La nouvelle génération de managers manifeste un désir de plus en plus fort de sens au travail et exhorte les organisations à faire preuve d’éthique dans les affaires. Face à ce constat, les entreprises créent des postes de « Chief Philosophy Officer ». Tout droit venu des start-ups américaines, ce phénomène est-il une simple mode ou une réelle tendance de fond ? Décryptage avec Nicolas Raineri, professeur adjoint en gestion des ressources humaines et comportement organisationnel et Hadrien Simon, enseignant spécialisé en philosophie et management à NEOMA Business School.

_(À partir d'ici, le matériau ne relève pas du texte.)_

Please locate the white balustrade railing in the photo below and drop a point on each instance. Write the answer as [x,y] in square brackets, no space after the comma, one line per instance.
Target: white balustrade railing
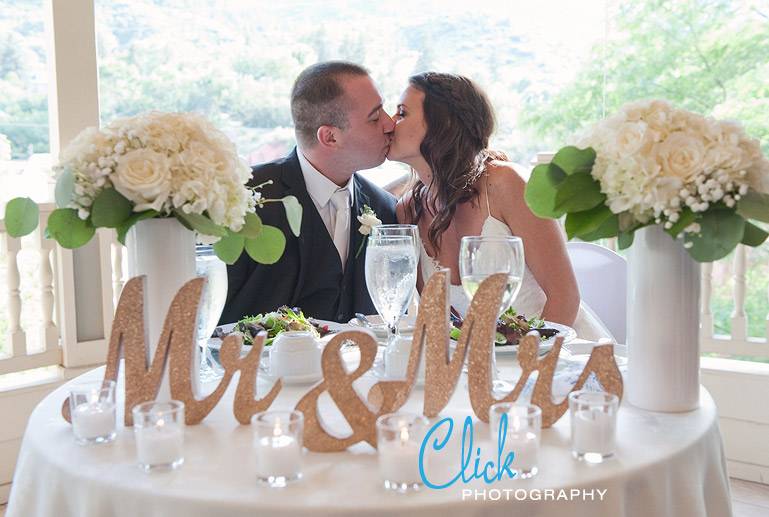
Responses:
[19,356]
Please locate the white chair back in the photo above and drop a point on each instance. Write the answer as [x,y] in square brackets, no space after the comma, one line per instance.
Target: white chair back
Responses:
[601,276]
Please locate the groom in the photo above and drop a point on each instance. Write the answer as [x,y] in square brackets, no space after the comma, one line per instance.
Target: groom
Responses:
[341,128]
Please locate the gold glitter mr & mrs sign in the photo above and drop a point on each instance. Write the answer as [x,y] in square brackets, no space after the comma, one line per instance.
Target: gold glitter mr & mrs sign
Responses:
[442,368]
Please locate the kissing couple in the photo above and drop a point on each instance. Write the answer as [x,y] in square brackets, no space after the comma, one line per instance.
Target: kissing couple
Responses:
[458,187]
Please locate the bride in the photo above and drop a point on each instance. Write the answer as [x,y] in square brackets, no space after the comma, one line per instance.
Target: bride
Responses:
[442,128]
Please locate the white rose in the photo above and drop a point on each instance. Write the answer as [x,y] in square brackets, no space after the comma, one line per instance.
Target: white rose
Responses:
[366,222]
[682,156]
[631,138]
[143,176]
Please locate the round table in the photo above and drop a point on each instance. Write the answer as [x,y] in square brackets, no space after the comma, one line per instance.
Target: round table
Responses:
[666,464]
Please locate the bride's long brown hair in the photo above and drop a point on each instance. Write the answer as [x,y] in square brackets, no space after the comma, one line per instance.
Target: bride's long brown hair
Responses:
[460,119]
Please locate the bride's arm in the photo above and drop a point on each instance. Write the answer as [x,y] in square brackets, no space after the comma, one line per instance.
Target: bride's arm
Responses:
[404,214]
[543,243]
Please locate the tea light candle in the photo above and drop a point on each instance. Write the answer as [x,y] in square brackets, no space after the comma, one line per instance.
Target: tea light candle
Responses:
[593,432]
[159,432]
[92,412]
[521,425]
[399,460]
[93,419]
[160,444]
[278,447]
[526,448]
[278,455]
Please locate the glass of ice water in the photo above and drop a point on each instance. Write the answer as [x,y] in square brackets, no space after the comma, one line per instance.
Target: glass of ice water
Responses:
[391,275]
[483,256]
[207,264]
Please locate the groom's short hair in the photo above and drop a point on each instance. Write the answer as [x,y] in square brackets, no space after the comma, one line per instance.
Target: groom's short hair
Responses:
[317,98]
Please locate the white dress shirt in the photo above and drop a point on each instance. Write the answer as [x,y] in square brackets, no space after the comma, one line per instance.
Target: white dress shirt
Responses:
[321,189]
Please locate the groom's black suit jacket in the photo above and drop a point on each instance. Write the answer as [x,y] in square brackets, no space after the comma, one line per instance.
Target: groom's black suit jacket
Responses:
[309,274]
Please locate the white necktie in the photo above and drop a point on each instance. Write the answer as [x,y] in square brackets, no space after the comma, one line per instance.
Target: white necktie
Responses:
[341,203]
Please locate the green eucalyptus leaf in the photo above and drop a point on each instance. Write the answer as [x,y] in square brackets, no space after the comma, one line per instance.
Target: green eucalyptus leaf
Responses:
[685,218]
[754,236]
[293,214]
[579,192]
[229,248]
[720,231]
[21,216]
[268,247]
[754,205]
[200,223]
[251,227]
[588,221]
[575,161]
[540,194]
[68,229]
[555,174]
[122,228]
[110,209]
[65,186]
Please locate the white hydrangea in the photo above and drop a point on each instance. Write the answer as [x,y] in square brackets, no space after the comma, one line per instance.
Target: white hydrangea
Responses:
[654,160]
[162,161]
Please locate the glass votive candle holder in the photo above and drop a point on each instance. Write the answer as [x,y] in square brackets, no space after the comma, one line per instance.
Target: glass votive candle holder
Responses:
[399,438]
[278,447]
[517,427]
[593,425]
[92,412]
[159,433]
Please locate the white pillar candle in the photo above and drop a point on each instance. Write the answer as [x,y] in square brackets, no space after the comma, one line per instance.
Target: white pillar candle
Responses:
[160,444]
[278,456]
[93,420]
[399,461]
[526,448]
[593,432]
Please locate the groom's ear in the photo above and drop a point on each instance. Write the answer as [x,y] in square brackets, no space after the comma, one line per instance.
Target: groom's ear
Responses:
[328,136]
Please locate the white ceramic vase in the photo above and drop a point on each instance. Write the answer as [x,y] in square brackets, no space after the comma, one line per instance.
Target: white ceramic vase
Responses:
[663,323]
[164,251]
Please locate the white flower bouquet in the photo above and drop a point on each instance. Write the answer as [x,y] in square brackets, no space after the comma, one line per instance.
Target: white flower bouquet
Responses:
[651,163]
[158,165]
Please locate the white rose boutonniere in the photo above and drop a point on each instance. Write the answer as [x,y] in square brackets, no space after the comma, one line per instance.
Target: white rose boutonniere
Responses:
[367,219]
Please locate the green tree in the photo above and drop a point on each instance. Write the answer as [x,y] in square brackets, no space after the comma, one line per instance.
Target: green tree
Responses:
[708,56]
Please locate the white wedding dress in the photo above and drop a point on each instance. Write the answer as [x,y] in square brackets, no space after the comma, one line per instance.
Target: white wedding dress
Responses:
[530,300]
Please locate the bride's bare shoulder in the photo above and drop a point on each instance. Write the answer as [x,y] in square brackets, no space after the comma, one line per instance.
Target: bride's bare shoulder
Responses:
[405,209]
[506,175]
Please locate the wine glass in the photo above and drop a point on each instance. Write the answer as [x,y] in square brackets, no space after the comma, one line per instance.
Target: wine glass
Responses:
[391,275]
[207,264]
[410,230]
[482,256]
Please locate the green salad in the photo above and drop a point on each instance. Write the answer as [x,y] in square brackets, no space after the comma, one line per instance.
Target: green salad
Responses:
[274,323]
[511,326]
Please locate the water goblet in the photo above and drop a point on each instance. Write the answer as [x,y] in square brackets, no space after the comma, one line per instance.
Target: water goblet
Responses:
[208,265]
[409,230]
[391,273]
[483,256]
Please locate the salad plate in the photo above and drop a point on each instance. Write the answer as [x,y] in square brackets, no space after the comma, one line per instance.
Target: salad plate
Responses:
[567,333]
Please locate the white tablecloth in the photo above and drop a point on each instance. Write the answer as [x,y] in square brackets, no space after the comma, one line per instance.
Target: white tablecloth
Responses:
[667,464]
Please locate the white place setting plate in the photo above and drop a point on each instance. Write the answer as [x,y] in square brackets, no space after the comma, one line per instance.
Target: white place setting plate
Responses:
[405,327]
[288,380]
[215,343]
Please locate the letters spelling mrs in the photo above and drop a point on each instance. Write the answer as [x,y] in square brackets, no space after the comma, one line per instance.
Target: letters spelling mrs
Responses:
[443,369]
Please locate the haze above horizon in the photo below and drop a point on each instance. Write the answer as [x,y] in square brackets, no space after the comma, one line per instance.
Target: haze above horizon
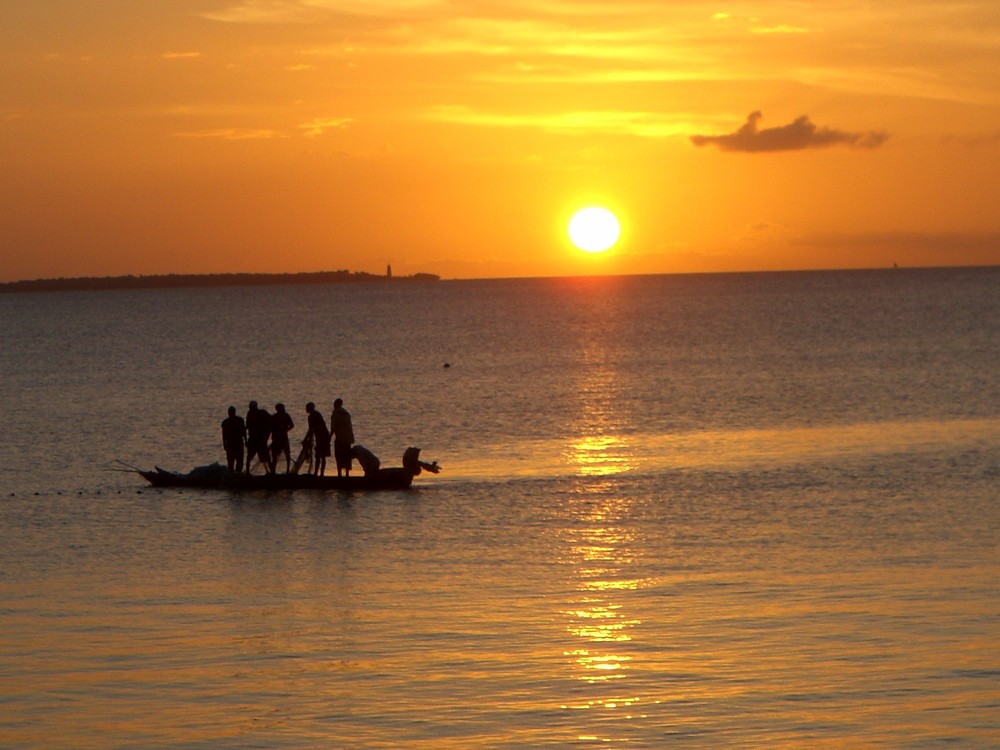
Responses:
[202,136]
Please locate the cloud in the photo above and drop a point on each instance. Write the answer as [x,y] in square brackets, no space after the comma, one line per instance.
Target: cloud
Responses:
[641,124]
[320,125]
[800,134]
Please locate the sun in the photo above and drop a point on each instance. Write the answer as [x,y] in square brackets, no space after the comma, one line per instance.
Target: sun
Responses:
[594,229]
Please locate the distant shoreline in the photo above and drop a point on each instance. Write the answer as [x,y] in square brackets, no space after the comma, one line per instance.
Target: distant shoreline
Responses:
[178,281]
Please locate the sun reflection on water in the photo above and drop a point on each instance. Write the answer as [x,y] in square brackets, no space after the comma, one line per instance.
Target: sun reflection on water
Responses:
[599,618]
[600,455]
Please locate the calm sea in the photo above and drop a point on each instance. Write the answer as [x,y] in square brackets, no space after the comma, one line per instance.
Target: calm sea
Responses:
[726,511]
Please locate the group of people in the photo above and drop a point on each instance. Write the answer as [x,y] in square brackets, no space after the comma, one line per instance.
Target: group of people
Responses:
[249,438]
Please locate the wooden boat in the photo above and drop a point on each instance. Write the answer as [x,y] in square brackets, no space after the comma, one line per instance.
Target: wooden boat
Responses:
[218,477]
[215,476]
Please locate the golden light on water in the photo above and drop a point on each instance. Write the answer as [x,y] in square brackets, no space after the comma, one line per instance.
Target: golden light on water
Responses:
[599,621]
[600,455]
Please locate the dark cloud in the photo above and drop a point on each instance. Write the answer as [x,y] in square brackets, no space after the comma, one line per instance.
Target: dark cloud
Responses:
[800,134]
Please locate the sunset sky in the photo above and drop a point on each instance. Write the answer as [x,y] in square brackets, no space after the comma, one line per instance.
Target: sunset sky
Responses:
[459,137]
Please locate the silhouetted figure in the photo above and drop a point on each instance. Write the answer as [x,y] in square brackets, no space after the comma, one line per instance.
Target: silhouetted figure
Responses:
[281,423]
[319,435]
[234,437]
[413,464]
[258,431]
[370,463]
[343,437]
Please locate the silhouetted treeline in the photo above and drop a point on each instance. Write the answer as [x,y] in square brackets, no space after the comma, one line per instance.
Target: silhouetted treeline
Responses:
[173,280]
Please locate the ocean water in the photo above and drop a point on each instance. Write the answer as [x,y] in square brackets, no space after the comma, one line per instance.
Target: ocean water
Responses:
[724,511]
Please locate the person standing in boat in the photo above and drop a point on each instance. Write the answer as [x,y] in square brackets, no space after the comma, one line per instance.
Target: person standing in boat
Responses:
[319,436]
[234,438]
[281,423]
[343,437]
[370,463]
[258,431]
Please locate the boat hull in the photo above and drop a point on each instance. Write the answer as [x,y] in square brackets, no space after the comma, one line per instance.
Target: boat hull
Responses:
[383,479]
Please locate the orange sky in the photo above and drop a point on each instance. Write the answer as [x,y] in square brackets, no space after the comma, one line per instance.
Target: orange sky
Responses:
[458,137]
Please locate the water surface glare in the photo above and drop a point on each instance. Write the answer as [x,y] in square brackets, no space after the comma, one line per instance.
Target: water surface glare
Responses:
[719,512]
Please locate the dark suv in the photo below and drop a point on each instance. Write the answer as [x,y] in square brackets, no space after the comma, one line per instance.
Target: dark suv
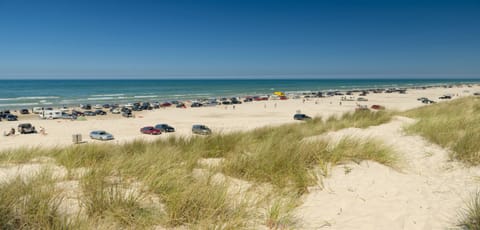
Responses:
[301,117]
[26,128]
[201,129]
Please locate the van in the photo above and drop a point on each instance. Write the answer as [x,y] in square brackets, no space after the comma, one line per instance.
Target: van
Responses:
[51,114]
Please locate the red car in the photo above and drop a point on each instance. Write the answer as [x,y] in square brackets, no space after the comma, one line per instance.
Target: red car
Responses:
[150,130]
[165,104]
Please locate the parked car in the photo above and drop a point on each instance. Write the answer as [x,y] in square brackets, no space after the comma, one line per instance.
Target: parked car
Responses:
[165,128]
[427,101]
[115,110]
[301,117]
[86,106]
[165,104]
[11,117]
[150,130]
[101,135]
[77,113]
[201,129]
[68,116]
[26,128]
[127,113]
[89,113]
[378,107]
[196,104]
[100,112]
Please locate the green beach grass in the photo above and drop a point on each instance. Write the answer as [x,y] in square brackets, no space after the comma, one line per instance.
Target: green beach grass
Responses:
[454,125]
[277,156]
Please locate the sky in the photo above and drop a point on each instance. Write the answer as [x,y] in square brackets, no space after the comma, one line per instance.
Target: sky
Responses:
[239,38]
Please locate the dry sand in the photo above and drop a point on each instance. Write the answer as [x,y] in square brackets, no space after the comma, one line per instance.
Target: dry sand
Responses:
[221,119]
[426,194]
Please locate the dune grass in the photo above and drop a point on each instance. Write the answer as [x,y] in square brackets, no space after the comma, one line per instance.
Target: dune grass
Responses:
[470,215]
[454,125]
[164,168]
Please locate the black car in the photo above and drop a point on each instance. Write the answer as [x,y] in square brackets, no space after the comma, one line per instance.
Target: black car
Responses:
[11,117]
[77,113]
[201,129]
[3,114]
[89,113]
[100,112]
[127,113]
[86,106]
[196,104]
[165,128]
[137,108]
[26,128]
[301,117]
[235,101]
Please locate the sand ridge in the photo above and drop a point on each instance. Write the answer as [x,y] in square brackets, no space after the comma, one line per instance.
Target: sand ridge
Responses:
[426,193]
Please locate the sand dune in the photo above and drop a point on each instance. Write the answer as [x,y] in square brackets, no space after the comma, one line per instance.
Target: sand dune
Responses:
[426,193]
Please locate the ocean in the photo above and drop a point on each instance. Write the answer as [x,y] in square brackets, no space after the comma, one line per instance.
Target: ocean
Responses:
[45,93]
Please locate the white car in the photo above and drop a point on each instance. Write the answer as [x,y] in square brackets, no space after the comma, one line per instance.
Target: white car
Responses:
[101,135]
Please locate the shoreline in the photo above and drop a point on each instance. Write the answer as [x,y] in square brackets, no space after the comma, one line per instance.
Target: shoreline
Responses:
[31,101]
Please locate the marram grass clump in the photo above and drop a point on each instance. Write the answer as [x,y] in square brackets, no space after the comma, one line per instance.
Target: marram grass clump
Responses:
[165,170]
[470,215]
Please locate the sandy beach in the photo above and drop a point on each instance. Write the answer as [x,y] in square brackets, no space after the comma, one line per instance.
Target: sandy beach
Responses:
[244,117]
[425,193]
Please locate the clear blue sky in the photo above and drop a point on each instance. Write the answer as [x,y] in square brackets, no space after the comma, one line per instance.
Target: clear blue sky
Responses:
[115,38]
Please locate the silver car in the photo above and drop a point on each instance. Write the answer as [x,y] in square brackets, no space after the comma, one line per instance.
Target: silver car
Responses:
[101,135]
[201,129]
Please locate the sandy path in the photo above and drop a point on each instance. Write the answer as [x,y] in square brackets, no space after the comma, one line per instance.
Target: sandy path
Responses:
[427,194]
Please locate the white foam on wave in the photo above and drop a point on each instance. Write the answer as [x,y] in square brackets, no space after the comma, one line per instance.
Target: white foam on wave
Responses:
[100,98]
[18,104]
[108,95]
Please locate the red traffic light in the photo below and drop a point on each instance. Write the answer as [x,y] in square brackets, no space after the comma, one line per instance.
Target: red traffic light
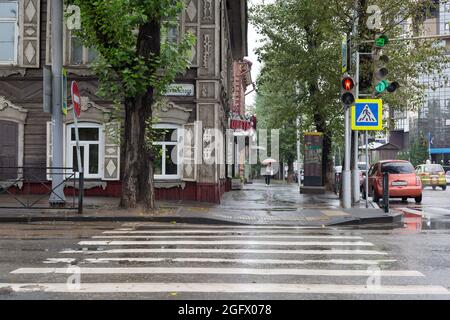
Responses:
[348,84]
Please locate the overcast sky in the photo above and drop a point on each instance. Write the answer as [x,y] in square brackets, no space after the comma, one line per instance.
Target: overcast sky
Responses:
[253,38]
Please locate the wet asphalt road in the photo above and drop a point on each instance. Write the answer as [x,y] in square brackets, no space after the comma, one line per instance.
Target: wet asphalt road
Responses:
[262,263]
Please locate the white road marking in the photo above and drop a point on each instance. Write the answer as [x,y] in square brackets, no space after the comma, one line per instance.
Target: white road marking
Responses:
[201,231]
[59,260]
[202,271]
[226,288]
[179,227]
[268,236]
[225,242]
[236,261]
[234,251]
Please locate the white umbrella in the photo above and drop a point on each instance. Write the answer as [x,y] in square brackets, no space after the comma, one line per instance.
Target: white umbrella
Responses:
[269,160]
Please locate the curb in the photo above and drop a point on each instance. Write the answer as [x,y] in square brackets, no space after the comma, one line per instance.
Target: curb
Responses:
[395,218]
[193,220]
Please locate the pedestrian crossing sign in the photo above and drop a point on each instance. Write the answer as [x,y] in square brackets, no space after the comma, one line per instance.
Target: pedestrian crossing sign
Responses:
[367,114]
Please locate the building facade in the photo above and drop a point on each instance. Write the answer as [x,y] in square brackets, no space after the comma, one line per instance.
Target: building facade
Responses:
[204,93]
[432,119]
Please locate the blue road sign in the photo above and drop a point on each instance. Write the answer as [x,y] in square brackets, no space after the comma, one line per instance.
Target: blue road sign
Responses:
[367,114]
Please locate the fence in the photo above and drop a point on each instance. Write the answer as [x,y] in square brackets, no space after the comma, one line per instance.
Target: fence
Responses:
[29,188]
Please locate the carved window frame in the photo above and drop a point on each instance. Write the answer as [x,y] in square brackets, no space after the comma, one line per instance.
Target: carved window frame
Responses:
[16,35]
[67,46]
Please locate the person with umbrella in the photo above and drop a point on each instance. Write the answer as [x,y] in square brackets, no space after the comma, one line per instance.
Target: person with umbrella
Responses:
[269,170]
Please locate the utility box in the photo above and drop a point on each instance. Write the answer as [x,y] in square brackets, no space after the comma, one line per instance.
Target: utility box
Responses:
[313,153]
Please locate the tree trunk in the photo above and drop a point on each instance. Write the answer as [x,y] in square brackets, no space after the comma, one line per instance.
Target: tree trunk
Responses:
[137,188]
[137,182]
[327,161]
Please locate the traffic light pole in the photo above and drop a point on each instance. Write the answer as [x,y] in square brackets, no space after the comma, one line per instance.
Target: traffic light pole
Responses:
[57,197]
[355,170]
[346,173]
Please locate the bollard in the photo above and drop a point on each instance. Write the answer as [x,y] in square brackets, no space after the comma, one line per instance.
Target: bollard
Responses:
[386,192]
[80,192]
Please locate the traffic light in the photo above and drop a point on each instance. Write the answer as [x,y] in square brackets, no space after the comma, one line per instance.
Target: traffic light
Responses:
[347,90]
[381,71]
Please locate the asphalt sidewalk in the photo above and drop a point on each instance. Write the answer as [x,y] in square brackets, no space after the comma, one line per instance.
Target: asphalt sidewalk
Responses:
[278,204]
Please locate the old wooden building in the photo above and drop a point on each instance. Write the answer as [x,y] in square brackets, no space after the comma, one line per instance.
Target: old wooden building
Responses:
[207,96]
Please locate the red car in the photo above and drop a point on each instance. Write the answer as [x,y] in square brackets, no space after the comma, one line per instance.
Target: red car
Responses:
[403,181]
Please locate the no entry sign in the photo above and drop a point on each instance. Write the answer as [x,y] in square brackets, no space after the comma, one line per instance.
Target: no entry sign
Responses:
[76,99]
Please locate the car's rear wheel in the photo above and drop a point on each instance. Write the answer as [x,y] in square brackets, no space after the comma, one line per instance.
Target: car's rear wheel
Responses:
[375,197]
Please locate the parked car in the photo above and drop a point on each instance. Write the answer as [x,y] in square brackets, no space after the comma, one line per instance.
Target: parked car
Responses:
[362,174]
[302,175]
[337,179]
[403,181]
[432,175]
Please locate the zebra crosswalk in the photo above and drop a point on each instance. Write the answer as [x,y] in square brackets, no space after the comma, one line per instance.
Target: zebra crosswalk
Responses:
[164,258]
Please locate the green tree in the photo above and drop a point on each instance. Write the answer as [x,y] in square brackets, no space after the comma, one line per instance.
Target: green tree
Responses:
[134,68]
[418,151]
[302,47]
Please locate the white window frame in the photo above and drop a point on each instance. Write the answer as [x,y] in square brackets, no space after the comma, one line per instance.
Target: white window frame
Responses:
[177,143]
[16,34]
[85,54]
[70,144]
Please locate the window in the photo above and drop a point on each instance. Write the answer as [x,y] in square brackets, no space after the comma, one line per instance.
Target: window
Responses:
[79,54]
[397,167]
[170,31]
[434,168]
[166,151]
[8,31]
[91,144]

Aujourd’hui, de nombreuses entreprises s’intéressent à la philosophie. Cette discipline favoriserait la pensée critique et la logique, pour mieux saisir et gérer la complexité du business. « Le monde des affaires est en mutation permanente et les managers doivent trouver des repères stables pour guider leurs actions » analyse Hadrien Simon. « La philosophie, depuis ses origines, a cherché à identifier des composantes immuables dans cette multiplicité des phénomènes ».
La philosophie comme mécanisme d’aide à la décision
Mais c’est plutôt l’approche pratique de la philosophie qui séduit aujourd’hui les dirigeants d’entreprise, notamment celle portant sur la réflexion des questions éthiques. En prenant pour exemple des situations concrètes, la réflexion éthique offre aux managers les outils pour prendre des décisions en droite ligne avec leurs valeurs ou celles de l’entreprise. Face aux défis actuels, la philosophie pourrait donc être un levier pour résoudre des équations souvent complexes. « En mettant l’accent sur la pensée critique et le raisonnement dialectique, la philosophie peut aider les entreprises à prendre des décisions plus éclairées, notamment lorsqu’il s’agit de concilier performance économique et exigences sociales et environnementales » détaille Nicolas Raineri. « La philosophie peut également contribuer à favoriser l’innovation, en incitant les dirigeants à sortir du statut quo et à remettre en perspective l’existant ».

Après le chief happiness officer, le chief philosophy officer ?
Utilisée comme une méthode et non comme une connaissance abstraite, la philosophie représenterait une nouvelle solution quand les outils traditionnels ne fonctionnent plus. Mais si l’approche peut séduire, la mise en œuvre reste floue. Après le chief happiness officer, est-ce que le nouveau métier à la mode serait le chief philosophy officer ? Le phénomène émerge à peine et difficile de dire si cette tendance est faite pour durer tant les contours de ce nouveau poste restent opaques. « L’enjeu n’est pas simplement d’apporter la philosophie en entreprise car de nombreux conférenciers, coachs ou consultants se voient déjà confier cette mission. Avec ce nouveau poste, on internalise la compétence » observe Hadrien Simon. « Mais à quelle fonction de l’entreprise renvoie la philosophie ? La question reste entière… ». Alors on imagine souvent un philosophe parlant à l’oreille du dirigeant, organisant des discussions collectives sur des sujets de fond, exposant les managers à différentes réalités.
Une seule certitude à ce stade : quelle que soit son application, jamais la philosophie n’a eu autant sa place dans l’entreprise, et plus largement dans la formation de la nouvelle génération d’étudiants. « Sensibiliser les étudiants à la pensée philosophique et aux futures responsabilités qui seront les leurs en entreprise est un pari bien plus audacieux » conclut Nicolas Raineri. « La formation à la philosophie, axée sur la théorisation du réel et le raisonnement moral, pourrait ainsi devenir l’outil dont les organisations ont besoin pour développer un management plus efficace et éclairé ».